As the saying goes: don’t trust a greenlight until you’re a week into shooting.
Filmmaking Is Not Glamorous—it’s Survival
Behind-the-scenes reels show actors laughing between takes, directors nodding confidently, and glamorous studio lots.
The day-to-day reality:
- Endless fights about budgets, schedules, and rewrites.
- Producers and executives pushing competing agendas on the same project.
- Department tensions, last-minute pivots, and the daily threat of collapse.
- Stanley Kubrick once called set life “the worst milieu for creative work ever devised by man.”
Francis Ford Coppola put it more bluntly while reflecting on Apocalypse Now:
“We had access to too much money, too much equipment, and little by little, we went insane.”
The Oscars Are Political Campaigns
The Academy Awards are framed as merit-based: the “best” films rising to the top.

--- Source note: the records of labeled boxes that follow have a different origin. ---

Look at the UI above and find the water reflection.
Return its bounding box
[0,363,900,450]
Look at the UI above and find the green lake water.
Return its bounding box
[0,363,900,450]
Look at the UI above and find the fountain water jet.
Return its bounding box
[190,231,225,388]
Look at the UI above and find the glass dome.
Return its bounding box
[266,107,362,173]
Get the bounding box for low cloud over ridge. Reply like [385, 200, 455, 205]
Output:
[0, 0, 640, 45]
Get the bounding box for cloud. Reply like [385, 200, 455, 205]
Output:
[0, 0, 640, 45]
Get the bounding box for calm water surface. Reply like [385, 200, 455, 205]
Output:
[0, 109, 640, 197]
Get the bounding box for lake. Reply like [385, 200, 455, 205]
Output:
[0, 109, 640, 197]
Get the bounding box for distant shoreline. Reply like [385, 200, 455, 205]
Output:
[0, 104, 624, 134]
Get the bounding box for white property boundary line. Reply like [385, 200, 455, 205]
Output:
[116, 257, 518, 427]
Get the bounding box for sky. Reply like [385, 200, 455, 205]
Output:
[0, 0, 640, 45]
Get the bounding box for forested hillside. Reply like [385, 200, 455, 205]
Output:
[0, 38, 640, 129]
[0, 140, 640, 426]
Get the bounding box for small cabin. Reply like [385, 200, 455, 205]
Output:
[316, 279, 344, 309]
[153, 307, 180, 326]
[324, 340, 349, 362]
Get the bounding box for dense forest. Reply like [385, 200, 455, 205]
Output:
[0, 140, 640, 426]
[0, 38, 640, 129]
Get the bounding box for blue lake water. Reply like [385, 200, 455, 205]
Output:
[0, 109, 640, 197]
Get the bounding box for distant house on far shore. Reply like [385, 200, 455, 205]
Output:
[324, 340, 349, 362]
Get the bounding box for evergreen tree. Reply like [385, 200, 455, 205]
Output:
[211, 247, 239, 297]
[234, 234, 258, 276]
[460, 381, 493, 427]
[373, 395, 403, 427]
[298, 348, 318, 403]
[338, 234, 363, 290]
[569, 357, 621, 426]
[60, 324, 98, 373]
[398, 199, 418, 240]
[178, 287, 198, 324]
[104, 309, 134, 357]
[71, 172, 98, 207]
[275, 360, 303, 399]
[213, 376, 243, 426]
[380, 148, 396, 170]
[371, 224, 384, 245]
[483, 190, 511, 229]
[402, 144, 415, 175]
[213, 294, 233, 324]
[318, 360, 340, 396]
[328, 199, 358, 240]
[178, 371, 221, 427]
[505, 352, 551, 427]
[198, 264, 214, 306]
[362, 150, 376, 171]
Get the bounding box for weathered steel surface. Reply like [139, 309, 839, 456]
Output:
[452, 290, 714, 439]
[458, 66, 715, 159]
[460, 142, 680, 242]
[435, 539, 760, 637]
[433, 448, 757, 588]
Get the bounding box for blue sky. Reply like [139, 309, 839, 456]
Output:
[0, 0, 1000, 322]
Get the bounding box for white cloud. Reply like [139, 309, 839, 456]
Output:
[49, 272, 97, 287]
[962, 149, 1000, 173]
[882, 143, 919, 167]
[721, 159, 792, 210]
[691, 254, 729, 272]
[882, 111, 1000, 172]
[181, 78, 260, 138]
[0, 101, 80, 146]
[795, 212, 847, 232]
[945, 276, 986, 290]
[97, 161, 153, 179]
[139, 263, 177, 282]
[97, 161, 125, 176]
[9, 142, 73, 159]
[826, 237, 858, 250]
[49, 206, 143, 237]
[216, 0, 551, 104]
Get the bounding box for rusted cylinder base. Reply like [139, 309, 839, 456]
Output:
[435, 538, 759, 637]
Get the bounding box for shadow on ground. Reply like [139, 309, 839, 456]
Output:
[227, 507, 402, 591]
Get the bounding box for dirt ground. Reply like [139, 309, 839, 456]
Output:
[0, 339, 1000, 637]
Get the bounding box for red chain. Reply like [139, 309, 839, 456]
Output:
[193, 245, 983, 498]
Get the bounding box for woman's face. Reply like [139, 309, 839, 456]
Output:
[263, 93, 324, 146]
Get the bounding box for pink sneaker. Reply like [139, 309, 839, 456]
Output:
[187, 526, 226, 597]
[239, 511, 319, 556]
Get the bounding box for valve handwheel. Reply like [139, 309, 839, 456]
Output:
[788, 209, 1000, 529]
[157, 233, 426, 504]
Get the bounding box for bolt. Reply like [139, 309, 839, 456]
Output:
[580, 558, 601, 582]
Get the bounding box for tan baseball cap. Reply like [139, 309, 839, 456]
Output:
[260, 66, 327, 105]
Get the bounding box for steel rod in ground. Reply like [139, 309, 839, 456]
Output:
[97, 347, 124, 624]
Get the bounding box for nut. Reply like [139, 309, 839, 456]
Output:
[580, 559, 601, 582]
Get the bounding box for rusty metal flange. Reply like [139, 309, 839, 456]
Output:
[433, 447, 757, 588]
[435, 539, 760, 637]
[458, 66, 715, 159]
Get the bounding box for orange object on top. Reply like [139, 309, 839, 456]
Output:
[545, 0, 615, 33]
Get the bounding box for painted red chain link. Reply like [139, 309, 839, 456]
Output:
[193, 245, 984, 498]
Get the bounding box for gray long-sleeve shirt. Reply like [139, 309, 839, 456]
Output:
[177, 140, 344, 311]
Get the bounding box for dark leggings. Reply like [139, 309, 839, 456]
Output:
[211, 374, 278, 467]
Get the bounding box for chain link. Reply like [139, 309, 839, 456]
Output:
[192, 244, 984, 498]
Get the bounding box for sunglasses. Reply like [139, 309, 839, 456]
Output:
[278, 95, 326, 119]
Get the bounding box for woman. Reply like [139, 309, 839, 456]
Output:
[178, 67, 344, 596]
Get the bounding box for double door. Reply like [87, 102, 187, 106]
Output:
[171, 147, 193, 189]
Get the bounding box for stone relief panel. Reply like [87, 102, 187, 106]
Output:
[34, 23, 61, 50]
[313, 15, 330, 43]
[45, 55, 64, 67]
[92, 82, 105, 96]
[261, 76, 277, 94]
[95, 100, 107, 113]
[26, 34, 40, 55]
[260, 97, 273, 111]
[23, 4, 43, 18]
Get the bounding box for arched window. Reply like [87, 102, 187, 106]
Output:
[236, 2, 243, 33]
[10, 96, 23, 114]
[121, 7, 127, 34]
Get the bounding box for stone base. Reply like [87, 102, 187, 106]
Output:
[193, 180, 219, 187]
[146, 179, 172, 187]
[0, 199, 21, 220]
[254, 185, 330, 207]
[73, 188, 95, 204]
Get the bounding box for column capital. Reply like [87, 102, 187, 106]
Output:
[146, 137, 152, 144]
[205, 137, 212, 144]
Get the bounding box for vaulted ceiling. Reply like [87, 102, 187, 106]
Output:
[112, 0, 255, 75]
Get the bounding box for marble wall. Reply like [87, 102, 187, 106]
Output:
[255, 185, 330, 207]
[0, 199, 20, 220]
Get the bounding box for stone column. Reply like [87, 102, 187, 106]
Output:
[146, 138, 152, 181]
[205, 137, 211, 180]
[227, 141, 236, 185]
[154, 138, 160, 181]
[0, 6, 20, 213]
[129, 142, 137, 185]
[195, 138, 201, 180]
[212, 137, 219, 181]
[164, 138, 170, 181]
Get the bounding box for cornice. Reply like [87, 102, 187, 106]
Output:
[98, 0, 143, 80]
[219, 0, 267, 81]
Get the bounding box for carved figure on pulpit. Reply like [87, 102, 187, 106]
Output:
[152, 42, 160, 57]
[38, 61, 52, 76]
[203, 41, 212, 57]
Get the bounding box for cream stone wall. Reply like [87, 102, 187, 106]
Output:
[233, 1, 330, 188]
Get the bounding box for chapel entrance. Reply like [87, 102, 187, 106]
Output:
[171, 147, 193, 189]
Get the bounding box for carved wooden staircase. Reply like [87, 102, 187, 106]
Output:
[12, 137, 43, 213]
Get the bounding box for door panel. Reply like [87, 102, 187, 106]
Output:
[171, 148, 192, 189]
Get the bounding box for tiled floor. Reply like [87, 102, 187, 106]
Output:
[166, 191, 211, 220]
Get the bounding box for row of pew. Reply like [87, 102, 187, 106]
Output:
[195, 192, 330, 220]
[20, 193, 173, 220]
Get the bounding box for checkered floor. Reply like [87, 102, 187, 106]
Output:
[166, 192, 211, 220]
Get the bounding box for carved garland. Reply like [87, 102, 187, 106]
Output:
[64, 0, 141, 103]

In truth, Oscars function like a political race.
- Studios and producers must fund campaigns—billboards, ads, screenings, and elegant “For Your Consideration” efforts aimed directly at academy voters.
- Some studios spend more on Oscar campaigning than the actual production budget. For instance, the indie film Anora reportedly cost $6 million to make while its Oscar campaign ran around $18 million.
- Without campaigning, many deserving films never get attention, regardless of quality.
At the Oscars, the best film isn’t always the winner—it’s often the best-funded campaign.
Even Famous Directors Fight Battles
Think success secures freedom? Not always.
- Steven Spielberg struggled for a decade to get Lincoln made; studios wanted to relegate it to HBO instead of theaters.
- Francis Ford Coppola self-financed Megalopolis because no studio would back him.
- Guillermo del Toro had to scale back The Shape of Water to a $20 million budget, despite being an Oscar-winning director.
- Martin Scorsese had to turn to Netflix to make The Irishman.
Even the most powerful names constantly negotiate between personal vision and what the system will allow.
The Real Takeaway
Filmmaking is a battlefield of passion, politics, business, and compromise. For every dazzling story of discovery, there are dozens of hidden tales of projects that were shelved, rewritten, underfunded, or lost in the system.
The illusion of glamour is part of the sales pitch to audiences. The reality behind the curtain is messy, exhausting, and often heartbreaking—but for those who love it, there’s nothing more meaningful.